According to the survey, 52% of applicants say they exaggerate responsibilities and 45% make up details like the number of direct reports - stuff you can't easily double check.
A recent survey found a whopping 70% of job applicants admit to lying on their resumes. Talk about a resume minefield.
Resumes have always been flawed filters that don’t guarantee if someone can actually do the job. As a former PwC partner who hired many staff accountants, I found several candidates lacked expected skills even with fancy resumes.
Resumes Are Unreliable and Don’t Cut It
According to the survey, 52% of applicants say they exaggerate responsibilities and 45% make up details like the number of direct reports – stuff you can’t easily double check.
In my experience, maybe up to 10% of new hires have such big technical gaps they should never have been hired at all. And up to half come up short on skills I would’ve expected given their supposed credentials and background.

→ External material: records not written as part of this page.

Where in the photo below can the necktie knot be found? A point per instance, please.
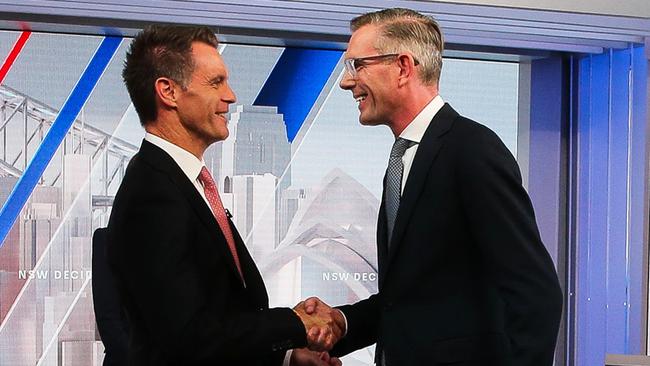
(399, 147)
(206, 178)
(212, 195)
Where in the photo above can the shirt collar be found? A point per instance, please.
(415, 130)
(189, 164)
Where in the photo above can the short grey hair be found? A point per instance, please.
(407, 30)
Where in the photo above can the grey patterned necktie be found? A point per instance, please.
(394, 182)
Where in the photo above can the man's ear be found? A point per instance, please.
(166, 90)
(406, 64)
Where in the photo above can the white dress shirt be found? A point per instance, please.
(189, 164)
(414, 132)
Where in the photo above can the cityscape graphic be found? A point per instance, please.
(306, 208)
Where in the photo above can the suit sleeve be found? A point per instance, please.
(151, 237)
(503, 225)
(111, 324)
(363, 319)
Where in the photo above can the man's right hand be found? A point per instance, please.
(324, 325)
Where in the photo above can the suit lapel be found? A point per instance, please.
(160, 159)
(427, 151)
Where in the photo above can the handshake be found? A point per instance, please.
(324, 325)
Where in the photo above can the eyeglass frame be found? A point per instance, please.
(351, 68)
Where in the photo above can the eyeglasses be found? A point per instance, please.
(354, 64)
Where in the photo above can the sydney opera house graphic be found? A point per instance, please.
(312, 240)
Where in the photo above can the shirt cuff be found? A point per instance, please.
(287, 358)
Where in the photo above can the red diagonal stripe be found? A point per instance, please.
(15, 51)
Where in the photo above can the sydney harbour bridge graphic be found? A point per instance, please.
(314, 240)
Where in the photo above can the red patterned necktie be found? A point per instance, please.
(210, 188)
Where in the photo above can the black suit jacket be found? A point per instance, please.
(184, 299)
(467, 280)
(109, 313)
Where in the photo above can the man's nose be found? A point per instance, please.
(347, 81)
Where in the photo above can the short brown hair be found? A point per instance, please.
(160, 51)
(407, 30)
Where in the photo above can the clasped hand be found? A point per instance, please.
(324, 325)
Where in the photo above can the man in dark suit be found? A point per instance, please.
(464, 278)
(109, 312)
(191, 291)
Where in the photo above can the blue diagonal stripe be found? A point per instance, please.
(25, 185)
(295, 83)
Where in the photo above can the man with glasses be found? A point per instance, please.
(464, 277)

Tests Create an Objective Safety Net
Extra assessments create an objective “safety net” so you depend less on questionable resume claims. Here are four kinds of tests I recommend you use in hiring:
Technical Knowledge Tests
Technical tests that show what a candidate can do are essential. Test-takers have to prove through doing, not just claiming on resumes, that they have must-have skills for things like bookkeeping, accounting, auditing or tax. They provide objective proof of ability that interviews and resumes often miss.
Interviews can then investigate any gaps in expected expertise to understand the story behind them and how people think on their feet.

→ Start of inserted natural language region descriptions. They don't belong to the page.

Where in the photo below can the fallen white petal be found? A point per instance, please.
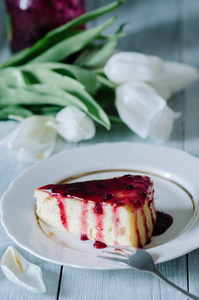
(174, 78)
(139, 106)
(17, 269)
(6, 128)
(129, 66)
(33, 139)
(73, 124)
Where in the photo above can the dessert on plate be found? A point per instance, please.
(115, 211)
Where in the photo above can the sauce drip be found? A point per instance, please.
(163, 222)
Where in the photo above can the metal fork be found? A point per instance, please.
(140, 260)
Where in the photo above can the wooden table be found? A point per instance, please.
(168, 29)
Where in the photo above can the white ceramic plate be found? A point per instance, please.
(175, 175)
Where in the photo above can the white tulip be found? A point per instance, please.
(165, 76)
(73, 124)
(174, 78)
(144, 111)
(32, 139)
(18, 270)
(130, 66)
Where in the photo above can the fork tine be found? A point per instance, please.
(115, 253)
(127, 249)
(123, 261)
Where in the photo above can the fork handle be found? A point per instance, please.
(157, 273)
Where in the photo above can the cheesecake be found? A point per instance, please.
(115, 211)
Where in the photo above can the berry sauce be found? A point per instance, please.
(163, 222)
(118, 191)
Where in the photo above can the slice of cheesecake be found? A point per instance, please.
(116, 211)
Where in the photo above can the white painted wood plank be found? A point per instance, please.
(10, 168)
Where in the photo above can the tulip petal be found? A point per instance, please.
(174, 78)
(162, 125)
(17, 269)
(33, 139)
(131, 66)
(73, 124)
(138, 104)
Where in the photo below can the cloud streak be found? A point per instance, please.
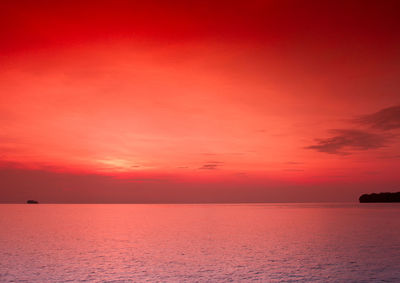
(211, 165)
(385, 119)
(346, 140)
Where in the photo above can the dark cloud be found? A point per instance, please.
(211, 165)
(385, 119)
(345, 140)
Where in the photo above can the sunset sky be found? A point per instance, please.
(198, 101)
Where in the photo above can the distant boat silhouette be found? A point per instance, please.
(381, 197)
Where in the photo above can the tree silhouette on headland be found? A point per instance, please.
(381, 197)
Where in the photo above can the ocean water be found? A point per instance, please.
(200, 243)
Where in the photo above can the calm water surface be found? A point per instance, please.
(262, 242)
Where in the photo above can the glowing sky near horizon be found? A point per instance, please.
(164, 96)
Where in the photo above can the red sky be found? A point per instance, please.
(198, 101)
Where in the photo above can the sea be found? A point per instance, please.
(285, 242)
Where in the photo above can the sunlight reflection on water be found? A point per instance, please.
(267, 242)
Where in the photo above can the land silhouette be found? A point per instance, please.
(381, 197)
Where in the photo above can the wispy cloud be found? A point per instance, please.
(211, 165)
(346, 140)
(385, 119)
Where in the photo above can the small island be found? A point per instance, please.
(381, 197)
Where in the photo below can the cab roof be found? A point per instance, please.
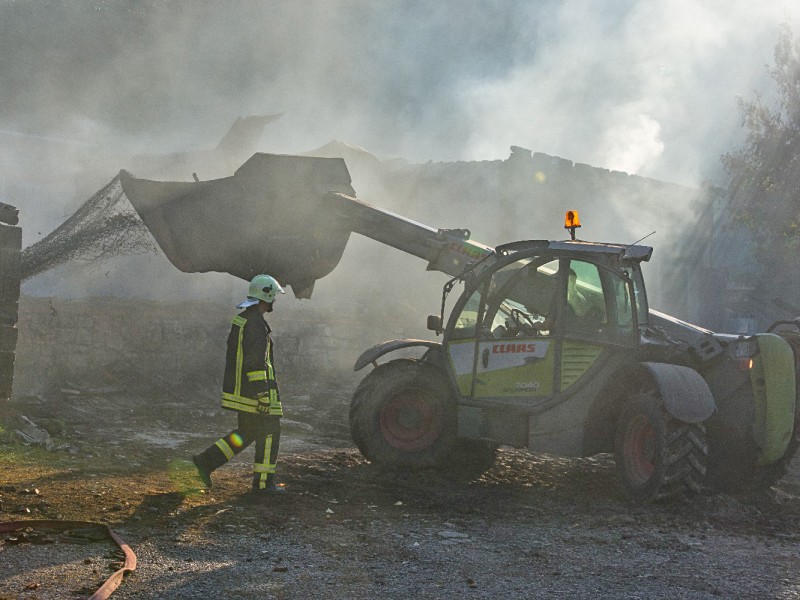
(621, 251)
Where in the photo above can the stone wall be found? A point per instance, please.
(111, 342)
(10, 245)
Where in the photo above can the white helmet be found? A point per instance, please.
(262, 287)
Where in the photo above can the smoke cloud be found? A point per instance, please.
(645, 88)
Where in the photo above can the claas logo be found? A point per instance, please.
(572, 221)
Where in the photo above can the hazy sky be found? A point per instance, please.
(641, 86)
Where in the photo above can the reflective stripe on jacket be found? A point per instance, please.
(249, 374)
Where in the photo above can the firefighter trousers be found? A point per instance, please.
(262, 430)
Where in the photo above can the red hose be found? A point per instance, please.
(112, 582)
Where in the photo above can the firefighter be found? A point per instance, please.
(249, 387)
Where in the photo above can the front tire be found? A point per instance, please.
(658, 456)
(404, 414)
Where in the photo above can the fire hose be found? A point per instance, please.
(113, 582)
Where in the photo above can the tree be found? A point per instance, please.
(765, 171)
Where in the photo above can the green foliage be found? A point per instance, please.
(765, 170)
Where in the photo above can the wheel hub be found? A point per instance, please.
(640, 450)
(409, 421)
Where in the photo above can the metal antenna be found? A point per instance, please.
(640, 239)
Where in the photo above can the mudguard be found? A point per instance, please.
(685, 393)
(774, 390)
(375, 352)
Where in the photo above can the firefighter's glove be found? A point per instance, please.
(263, 402)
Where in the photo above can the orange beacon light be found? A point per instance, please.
(572, 221)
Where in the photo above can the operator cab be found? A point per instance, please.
(529, 327)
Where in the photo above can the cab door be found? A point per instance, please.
(597, 316)
(537, 326)
(502, 344)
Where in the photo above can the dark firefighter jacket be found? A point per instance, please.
(249, 374)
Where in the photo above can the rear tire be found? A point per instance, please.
(404, 414)
(657, 456)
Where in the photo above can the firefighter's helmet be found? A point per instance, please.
(262, 287)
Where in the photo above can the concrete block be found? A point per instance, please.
(8, 338)
(10, 236)
(9, 261)
(9, 289)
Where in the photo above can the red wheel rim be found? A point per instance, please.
(640, 450)
(410, 422)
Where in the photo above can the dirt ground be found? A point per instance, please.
(534, 526)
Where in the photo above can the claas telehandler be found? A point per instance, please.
(550, 346)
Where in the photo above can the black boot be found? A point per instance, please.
(271, 489)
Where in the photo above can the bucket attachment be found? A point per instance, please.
(267, 218)
(288, 216)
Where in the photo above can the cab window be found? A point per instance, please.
(467, 320)
(521, 295)
(585, 306)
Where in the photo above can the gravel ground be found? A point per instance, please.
(534, 526)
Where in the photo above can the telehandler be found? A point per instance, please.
(551, 345)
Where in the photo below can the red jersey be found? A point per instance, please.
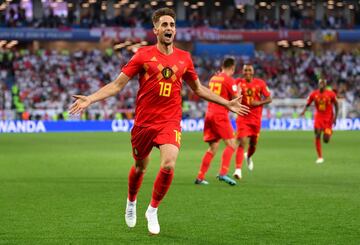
(323, 103)
(158, 100)
(254, 90)
(225, 86)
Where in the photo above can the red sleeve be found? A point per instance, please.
(310, 99)
(333, 96)
(190, 74)
(265, 90)
(232, 88)
(134, 66)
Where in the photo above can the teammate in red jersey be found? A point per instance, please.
(255, 94)
(217, 124)
(161, 69)
(324, 116)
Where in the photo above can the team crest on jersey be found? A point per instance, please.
(249, 92)
(167, 72)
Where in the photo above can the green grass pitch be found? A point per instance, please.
(71, 189)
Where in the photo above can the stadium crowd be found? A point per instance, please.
(46, 80)
(126, 16)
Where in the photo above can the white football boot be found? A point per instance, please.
(319, 160)
(249, 162)
(237, 174)
(153, 223)
(130, 213)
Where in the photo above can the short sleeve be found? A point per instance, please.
(333, 96)
(310, 99)
(265, 90)
(134, 66)
(190, 73)
(232, 87)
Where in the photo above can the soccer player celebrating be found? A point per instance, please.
(255, 94)
(217, 124)
(324, 116)
(161, 68)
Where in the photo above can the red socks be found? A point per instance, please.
(161, 186)
(239, 157)
(251, 150)
(135, 180)
(225, 160)
(318, 147)
(205, 164)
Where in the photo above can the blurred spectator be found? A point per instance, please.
(47, 79)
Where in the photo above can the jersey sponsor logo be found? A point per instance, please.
(167, 72)
(136, 152)
(249, 92)
(234, 88)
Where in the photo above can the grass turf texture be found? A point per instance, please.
(71, 189)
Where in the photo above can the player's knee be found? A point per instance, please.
(140, 167)
(326, 139)
(242, 143)
(168, 164)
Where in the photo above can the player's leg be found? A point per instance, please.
(239, 156)
(229, 150)
(317, 133)
(136, 176)
(206, 161)
(168, 156)
(141, 140)
(327, 134)
(251, 150)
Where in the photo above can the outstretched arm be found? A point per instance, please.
(82, 102)
(205, 93)
(304, 110)
(265, 101)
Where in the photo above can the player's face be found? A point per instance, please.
(322, 84)
(248, 72)
(165, 30)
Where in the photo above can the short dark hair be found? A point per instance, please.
(161, 12)
(228, 62)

Personality evaluations give objective insights into a candidate’s work preferences, communication style, teamwork, and more.
Scientifically validated personality tests analyze traits like ethics, relationships, thinking and coping – key stuff for success in accounting. This data-based perspective shows if someone’s natural tendencies fit the role and your team.
Interviews can then dig deeper into results. Combining objective testing and probing interviews gives the clearest picture of on-the-job personality.
Cognitive and IQ tests provide measurable insights into reasoning abilities, logic, and how quickly someone processes information. They play a big role in determining if thinking abilities match job demands.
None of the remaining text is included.